On March,29 1992, seven months before the release of the record, RATM played a tiny instore show at the small record store Zed’s in Long Beach, California. It’s your typically chaotic instore show: amps next to cd racks, cramped conditions and everyone on the floor, but this time it’s being performed by a band who would be elevated to festival headliners the world over due to the songs they’re playing in this set.
Rage themselves are, obviously, fantastic; all the riffs, grooves and monumental vocal hooks that would become anthemic present and correct in their set, and it’s actually slightly disorientating to watch Tom Morello and Tim Commerford trying to fix a tiny little PA system themselves before launching into a song as gargantuan as Know Your Enemy. Those in attendance bounce up and down, chant along to bits and pieces of the set, but the fervor that would greet the band if they were to do such a thing again today is not in evidence.

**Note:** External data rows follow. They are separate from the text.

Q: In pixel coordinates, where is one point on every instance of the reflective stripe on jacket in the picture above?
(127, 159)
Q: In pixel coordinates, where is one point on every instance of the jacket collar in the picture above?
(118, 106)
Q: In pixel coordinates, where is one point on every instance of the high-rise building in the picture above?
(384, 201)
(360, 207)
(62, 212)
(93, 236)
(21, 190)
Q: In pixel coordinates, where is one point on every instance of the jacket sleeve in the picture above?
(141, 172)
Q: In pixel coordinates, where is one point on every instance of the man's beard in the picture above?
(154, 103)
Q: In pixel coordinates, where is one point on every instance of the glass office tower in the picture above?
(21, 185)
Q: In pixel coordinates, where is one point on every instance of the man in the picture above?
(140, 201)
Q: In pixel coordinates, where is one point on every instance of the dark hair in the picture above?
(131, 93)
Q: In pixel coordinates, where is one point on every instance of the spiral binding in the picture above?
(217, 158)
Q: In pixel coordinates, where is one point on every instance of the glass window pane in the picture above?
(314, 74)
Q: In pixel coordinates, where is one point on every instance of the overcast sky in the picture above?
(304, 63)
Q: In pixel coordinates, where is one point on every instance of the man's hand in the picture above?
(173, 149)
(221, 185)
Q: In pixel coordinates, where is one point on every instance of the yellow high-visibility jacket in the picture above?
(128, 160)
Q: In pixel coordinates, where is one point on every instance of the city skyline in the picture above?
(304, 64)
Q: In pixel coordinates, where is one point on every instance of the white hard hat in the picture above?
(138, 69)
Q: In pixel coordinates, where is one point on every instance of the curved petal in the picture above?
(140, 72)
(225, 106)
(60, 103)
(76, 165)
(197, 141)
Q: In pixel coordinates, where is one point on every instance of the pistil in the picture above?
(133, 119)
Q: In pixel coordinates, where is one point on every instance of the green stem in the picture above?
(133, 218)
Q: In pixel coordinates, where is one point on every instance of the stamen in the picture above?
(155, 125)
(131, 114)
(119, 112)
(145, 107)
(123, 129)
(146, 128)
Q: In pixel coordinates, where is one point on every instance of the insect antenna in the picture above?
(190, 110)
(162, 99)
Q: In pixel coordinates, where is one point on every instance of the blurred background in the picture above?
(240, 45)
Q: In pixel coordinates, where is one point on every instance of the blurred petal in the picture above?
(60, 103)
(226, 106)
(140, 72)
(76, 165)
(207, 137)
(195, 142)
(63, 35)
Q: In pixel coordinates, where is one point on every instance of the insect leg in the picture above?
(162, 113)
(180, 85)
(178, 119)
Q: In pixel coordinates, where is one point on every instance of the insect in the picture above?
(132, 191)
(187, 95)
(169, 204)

If you’re a fan of the band then it’s almost impossible not to feel sick with jealousy at the sight of this iconic band playing these songs in front of such a tiny audience, and we’re sure that every single person who was there (and a few thousand others who weren’t) would smugly boast of their presence in that room today.
Even so, it’s unlikely that any of them truly knew at that time what they had just witnessed, how rare it would become for this band to play in front of so few people and just how quick the rise would be in the aftermath of this tiny, DIY punk show.